During a routine inspection

We rated the service as inadequate because:

  • Safe care was not provided at all times. The service did not consistently assess risks to patients and information to support care and treatment was not always available or recorded. The service did not have accurate and complete care records and patients’ paper records were not stored securely. There was no policy for the destruction of records and the manager was unable to describe how this would be done within legal guidelines. There was no effective comprehensive programme of equipment and premises maintenance and checks to ensure safety. Not all training modules including safeguarding were up to date. The service did not control infection risk well, equipment cleaning was not recorded, and cleaning products were not fit for purpose. Some single use items of equipment had expired.

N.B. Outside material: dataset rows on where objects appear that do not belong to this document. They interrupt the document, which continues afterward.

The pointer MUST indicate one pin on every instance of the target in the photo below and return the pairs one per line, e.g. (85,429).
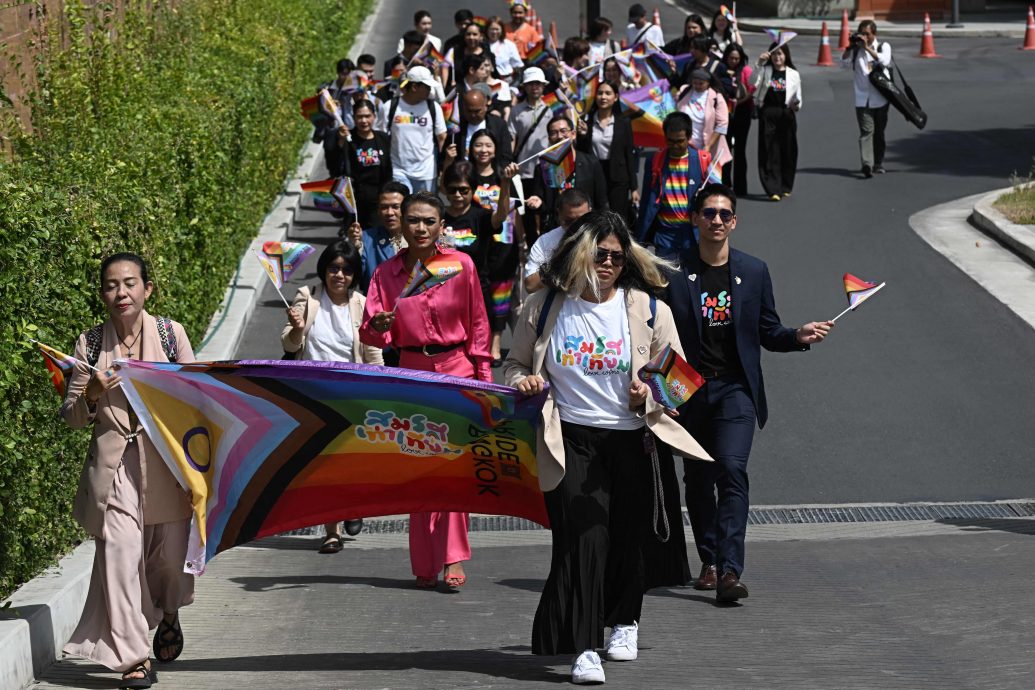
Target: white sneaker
(622,645)
(587,668)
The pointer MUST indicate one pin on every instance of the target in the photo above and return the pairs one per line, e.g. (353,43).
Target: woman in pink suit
(127,500)
(445,330)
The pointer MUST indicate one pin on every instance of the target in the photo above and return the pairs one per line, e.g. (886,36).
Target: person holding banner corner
(127,499)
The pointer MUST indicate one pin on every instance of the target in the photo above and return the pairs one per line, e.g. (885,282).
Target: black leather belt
(432,350)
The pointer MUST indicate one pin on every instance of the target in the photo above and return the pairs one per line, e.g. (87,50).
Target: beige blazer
(164,500)
(361,354)
(528,356)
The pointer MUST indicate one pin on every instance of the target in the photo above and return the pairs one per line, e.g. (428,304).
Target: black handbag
(903,99)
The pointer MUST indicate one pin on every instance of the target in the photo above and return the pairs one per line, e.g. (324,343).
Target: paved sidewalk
(852,606)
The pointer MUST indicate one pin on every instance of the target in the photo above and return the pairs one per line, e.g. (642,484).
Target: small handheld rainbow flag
(289,255)
(559,165)
(424,276)
(59,364)
(671,379)
(858,291)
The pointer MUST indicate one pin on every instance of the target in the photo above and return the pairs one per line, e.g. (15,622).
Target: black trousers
(605,552)
(777,149)
(740,125)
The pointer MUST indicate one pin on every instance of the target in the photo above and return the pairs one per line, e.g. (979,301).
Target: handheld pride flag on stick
(424,276)
(59,364)
(671,379)
(858,291)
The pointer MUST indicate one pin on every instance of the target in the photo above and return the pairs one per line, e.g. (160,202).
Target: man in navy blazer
(722,303)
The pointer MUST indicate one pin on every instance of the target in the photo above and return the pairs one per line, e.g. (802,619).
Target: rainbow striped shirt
(675,208)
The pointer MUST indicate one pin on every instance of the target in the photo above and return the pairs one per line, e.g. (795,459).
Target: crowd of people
(586,265)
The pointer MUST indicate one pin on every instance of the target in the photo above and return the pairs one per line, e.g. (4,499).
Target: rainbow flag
(265,447)
(671,379)
(437,270)
(323,197)
(59,364)
(858,290)
(559,166)
(289,255)
(273,270)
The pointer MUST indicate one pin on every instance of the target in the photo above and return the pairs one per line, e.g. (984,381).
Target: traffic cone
(927,41)
(825,59)
(1030,32)
(843,39)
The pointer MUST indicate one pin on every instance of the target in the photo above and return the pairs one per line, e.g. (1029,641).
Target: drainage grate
(762,515)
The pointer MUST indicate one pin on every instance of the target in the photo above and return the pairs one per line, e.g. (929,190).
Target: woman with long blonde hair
(602,449)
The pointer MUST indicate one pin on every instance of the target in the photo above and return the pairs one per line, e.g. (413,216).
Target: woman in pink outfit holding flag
(441,327)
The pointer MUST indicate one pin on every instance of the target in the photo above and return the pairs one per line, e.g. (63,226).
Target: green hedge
(168,132)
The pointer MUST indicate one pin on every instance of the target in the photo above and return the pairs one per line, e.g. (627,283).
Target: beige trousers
(138,574)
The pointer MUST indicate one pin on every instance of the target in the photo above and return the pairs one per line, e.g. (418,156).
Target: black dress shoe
(708,578)
(730,588)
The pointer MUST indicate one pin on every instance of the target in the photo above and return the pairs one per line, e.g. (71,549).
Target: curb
(43,613)
(1019,239)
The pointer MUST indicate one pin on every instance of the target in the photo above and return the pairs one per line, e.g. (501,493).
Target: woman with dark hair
(366,160)
(127,499)
(723,31)
(323,325)
(777,97)
(693,26)
(471,229)
(609,137)
(601,46)
(445,330)
(740,122)
(502,255)
(603,444)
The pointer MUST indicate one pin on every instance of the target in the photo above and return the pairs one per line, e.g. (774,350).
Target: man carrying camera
(863,55)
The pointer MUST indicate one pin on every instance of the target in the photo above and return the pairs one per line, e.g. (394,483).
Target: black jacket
(622,163)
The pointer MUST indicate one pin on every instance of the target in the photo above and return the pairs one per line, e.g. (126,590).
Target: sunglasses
(726,215)
(617,257)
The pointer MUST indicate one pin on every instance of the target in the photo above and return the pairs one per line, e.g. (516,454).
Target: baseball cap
(533,75)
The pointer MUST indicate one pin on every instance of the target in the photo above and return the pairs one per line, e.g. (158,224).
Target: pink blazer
(716,115)
(164,500)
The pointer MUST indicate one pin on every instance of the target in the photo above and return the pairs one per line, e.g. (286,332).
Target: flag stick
(545,150)
(854,306)
(34,341)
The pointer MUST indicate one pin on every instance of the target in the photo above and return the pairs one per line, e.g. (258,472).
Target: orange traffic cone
(927,41)
(825,59)
(1030,32)
(843,39)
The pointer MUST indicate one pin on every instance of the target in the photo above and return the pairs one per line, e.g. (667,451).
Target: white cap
(419,75)
(533,75)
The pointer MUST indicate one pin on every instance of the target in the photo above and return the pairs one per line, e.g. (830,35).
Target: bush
(167,131)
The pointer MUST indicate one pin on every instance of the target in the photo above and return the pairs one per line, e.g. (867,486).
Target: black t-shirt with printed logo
(718,342)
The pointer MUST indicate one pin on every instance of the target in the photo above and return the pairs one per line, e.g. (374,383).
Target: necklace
(130,346)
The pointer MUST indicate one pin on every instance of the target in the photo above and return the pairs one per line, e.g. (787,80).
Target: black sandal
(150,677)
(168,635)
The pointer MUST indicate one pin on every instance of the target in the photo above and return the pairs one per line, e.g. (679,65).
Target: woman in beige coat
(602,449)
(323,325)
(127,499)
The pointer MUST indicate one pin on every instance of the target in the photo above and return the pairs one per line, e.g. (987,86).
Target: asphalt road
(925,393)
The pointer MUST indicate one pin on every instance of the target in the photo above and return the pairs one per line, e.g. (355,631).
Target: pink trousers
(438,539)
(138,574)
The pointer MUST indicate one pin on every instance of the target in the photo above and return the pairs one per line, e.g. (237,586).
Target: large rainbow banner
(270,446)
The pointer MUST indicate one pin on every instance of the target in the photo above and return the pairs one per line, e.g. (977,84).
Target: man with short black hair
(865,54)
(722,303)
(571,205)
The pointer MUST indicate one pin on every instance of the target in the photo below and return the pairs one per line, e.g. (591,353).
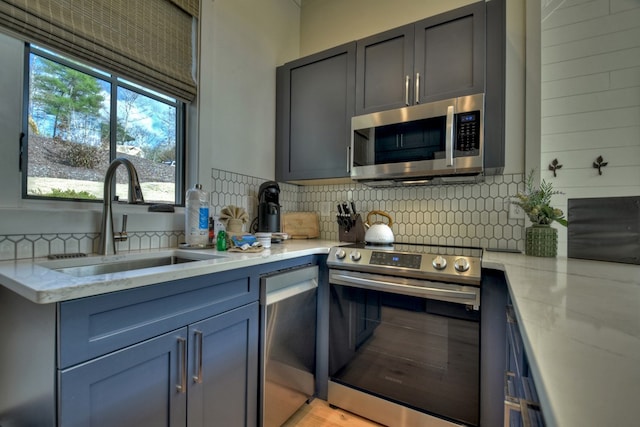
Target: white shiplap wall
(591,98)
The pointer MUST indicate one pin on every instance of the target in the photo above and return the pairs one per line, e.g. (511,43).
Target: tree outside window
(80,119)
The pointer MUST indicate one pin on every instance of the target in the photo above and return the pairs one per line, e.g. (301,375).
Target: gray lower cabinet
(177,353)
(223,374)
(521,402)
(188,377)
(132,387)
(314,106)
(438,57)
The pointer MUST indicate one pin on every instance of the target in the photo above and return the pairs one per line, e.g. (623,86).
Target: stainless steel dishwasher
(288,302)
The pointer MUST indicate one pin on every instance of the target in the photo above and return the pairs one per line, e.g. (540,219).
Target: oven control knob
(439,263)
(461,265)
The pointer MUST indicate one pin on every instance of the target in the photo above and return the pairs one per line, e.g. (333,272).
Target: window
(80,118)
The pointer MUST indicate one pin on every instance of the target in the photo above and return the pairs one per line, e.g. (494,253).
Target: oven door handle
(449,295)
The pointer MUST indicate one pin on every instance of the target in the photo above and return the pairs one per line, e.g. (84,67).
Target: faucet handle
(122,236)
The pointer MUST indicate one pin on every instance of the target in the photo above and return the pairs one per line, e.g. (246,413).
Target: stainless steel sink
(83,267)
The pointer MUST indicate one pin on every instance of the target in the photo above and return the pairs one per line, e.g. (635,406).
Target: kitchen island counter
(580,320)
(42,285)
(580,323)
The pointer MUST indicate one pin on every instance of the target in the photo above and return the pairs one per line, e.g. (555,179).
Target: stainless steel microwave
(442,141)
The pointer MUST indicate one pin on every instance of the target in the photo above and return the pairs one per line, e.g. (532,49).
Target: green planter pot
(541,240)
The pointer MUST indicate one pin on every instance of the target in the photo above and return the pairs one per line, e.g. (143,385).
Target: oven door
(411,342)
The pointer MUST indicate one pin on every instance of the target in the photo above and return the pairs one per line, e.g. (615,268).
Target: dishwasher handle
(286,284)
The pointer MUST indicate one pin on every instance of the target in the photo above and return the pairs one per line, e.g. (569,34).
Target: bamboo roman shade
(148,41)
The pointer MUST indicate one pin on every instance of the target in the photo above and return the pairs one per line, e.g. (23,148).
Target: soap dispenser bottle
(196,230)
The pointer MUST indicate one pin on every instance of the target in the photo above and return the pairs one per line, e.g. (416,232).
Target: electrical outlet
(325,208)
(515,211)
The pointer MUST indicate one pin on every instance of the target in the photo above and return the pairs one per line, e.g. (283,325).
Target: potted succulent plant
(541,238)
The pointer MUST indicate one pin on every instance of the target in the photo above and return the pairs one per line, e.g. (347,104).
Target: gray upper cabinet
(384,70)
(437,58)
(450,54)
(314,106)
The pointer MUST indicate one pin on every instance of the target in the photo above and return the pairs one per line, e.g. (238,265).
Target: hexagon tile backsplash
(465,215)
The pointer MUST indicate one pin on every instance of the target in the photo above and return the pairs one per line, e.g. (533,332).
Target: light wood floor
(318,413)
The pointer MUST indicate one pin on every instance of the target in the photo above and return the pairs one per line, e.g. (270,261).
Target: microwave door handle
(449,137)
(406,89)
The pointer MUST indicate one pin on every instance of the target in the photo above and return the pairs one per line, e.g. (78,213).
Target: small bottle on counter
(221,241)
(196,230)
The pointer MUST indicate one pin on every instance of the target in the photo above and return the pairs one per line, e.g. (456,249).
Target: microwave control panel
(468,133)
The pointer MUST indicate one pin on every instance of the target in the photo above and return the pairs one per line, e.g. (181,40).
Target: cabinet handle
(182,361)
(348,159)
(449,137)
(406,89)
(197,378)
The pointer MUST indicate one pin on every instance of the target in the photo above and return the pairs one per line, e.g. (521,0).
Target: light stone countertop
(580,323)
(42,285)
(580,320)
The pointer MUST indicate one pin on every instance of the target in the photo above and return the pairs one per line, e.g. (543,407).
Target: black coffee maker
(269,208)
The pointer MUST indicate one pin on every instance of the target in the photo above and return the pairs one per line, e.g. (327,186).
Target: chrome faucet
(107,236)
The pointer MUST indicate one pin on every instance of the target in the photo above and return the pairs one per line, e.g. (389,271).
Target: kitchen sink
(92,266)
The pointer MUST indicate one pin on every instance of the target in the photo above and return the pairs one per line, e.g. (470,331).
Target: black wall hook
(599,164)
(554,166)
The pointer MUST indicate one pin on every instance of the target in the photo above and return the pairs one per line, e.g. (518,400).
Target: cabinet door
(223,369)
(315,103)
(385,70)
(449,53)
(133,387)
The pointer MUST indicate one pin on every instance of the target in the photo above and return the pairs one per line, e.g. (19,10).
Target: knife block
(355,234)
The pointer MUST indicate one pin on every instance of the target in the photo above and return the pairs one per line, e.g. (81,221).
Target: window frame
(115,82)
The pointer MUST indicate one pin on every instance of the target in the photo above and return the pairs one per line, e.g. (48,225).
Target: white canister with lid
(264,239)
(196,214)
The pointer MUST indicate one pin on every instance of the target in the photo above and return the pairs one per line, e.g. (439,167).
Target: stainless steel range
(404,333)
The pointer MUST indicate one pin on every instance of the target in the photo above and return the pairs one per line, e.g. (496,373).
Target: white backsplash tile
(467,215)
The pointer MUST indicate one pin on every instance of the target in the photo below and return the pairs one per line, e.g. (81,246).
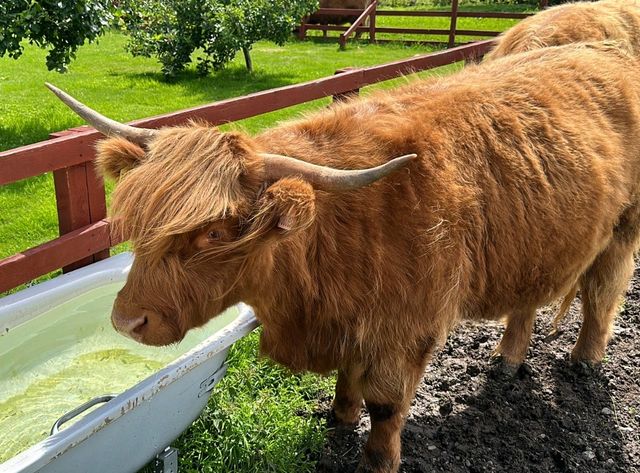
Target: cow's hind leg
(602,286)
(348,400)
(513,346)
(388,390)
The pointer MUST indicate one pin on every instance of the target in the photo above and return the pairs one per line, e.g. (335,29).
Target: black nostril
(141,324)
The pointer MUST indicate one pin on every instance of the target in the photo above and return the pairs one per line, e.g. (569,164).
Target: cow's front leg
(347,403)
(388,392)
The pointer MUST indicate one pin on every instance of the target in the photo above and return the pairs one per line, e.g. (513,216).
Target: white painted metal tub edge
(132,428)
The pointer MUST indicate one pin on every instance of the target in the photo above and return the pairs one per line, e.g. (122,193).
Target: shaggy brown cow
(617,20)
(527,180)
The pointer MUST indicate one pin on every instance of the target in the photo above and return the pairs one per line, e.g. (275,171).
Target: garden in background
(263,419)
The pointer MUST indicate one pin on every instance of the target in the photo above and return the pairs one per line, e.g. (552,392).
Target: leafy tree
(62,26)
(172,30)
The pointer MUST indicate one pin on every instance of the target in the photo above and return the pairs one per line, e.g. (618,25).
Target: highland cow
(527,180)
(617,20)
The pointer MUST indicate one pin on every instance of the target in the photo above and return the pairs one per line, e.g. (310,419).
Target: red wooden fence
(371,13)
(85,233)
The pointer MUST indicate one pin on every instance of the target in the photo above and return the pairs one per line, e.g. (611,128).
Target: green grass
(260,418)
(125,88)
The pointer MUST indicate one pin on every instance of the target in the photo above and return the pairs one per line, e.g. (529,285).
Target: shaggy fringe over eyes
(190,176)
(176,293)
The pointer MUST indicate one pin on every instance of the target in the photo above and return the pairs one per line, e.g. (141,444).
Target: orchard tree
(172,30)
(61,26)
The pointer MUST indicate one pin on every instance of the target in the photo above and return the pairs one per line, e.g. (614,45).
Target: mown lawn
(260,417)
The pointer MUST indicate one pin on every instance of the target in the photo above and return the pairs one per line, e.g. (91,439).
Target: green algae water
(68,355)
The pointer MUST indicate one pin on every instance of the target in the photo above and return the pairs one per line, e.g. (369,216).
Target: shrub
(172,30)
(61,25)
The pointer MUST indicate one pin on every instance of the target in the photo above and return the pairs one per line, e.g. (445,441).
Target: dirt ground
(552,417)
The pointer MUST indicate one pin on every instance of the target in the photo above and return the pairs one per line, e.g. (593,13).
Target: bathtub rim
(68,285)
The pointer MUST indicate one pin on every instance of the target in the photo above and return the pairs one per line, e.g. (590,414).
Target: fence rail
(371,13)
(86,234)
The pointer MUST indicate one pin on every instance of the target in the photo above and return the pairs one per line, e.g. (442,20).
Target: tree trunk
(247,58)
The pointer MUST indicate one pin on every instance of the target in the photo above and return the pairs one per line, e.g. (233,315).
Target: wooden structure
(371,13)
(85,234)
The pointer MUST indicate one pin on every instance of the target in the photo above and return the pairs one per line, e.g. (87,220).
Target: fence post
(80,200)
(302,32)
(372,23)
(342,96)
(454,21)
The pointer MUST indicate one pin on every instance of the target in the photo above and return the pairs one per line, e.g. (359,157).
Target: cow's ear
(117,155)
(285,208)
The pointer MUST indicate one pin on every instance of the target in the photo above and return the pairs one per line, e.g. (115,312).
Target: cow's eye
(214,235)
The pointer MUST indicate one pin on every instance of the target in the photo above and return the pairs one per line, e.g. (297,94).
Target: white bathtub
(128,431)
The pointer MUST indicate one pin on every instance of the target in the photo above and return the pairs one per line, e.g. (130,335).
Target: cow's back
(573,23)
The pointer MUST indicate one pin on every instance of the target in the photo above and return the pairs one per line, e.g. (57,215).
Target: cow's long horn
(327,178)
(101,123)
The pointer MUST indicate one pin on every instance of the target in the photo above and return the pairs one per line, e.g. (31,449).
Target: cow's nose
(131,327)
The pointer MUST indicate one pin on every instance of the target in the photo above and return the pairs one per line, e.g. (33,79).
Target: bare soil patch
(468,416)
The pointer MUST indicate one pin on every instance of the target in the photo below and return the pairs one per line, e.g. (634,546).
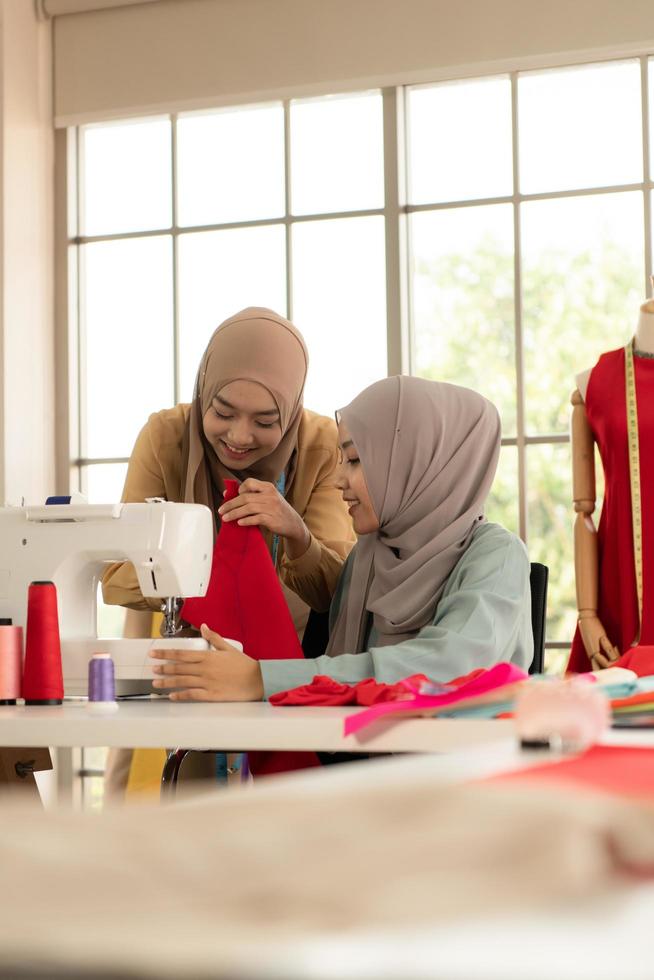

  • The effectiveness of the service was not monitored. There was no clear inclusion criterion for scans and the process for referring patients to other services was not always followed. Consent forms were not always properly completed with the requested information and there was a lack of evidence available to show the manager had followed this up. Not all consent forms had been signed.
  • The manager did not demonstrate clearly they ran the service safely and with good governance. The manager described a vision for the service but not a clear strategy. The service did not operate effective governance processes. There was insufficient evidence of assessment of the quality and safety and effective monitoring of the service. The service lacked processes to identify and manage risk. The service did not seek feedback from patients and there was limited continuous improvement and learning activities.